Im Nachbarland Polen errang die oppositionelle Solidarność bei den ersten halbfreien Wahlen am 4. und am 18. Juni 1989 einen erdrutschartigen Sieg. Bei den Verhandlungen am Runden Tisch beharrte die regierende "Koalition" aus Polnischer Vereinigter Arbeiterpartei (PVAP) und Blockparteien (Bauernpartei und Demokratische Partei) für die halbfreien Wahlen auf einem festen Kontingent von 65 Prozent der Mandate des Sejm (des Parlaments).
Der vorliegende Bericht der Zentralen Auswertungs- und Informationsgruppe (ZAIG) der Staatssicherheit umfasst neben der Wahl von General Wojciech Jaruzelski zum Präsidenten und die Entwicklung in der Polnischen Vereinigten Arbeiterpartei (PVAP) auch die wirtschaftliche Lage der Volksrepublik Polen.

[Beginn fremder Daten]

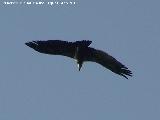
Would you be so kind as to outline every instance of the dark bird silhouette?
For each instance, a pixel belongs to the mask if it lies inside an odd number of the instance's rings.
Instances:
[[[63,55],[77,61],[78,69],[81,70],[83,62],[96,62],[111,70],[112,72],[125,77],[132,76],[132,72],[111,55],[89,47],[92,41],[82,40],[67,42],[62,40],[32,41],[25,43],[34,50],[52,55]]]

Ebenfalls werden die politischen Entwicklungen in den anderen staatssozialistischen Staaten in den Monaten Juni und Juli 1989 aus Sicht der DDR-Geheimpolizei zusammengefasst.
Erneute Preiserhöhungen Ausdruck ernster ökonomischer Lage
Die ökonomische Lage in der VRP ist derzeit sehr ernst und gekennzeichnet durch eine weitere Vertiefung der volkswirtschaftlichen Disproportionen mit verschärfter Wirkung auf die Versorgung sowohl der Produktionssphäre als auch der Bevölkerung. Infolge der sich weiter verschlechternden ökonomischen Lage und Versorgungssituation nehmen die gesellschaftlichen Spannungen zu.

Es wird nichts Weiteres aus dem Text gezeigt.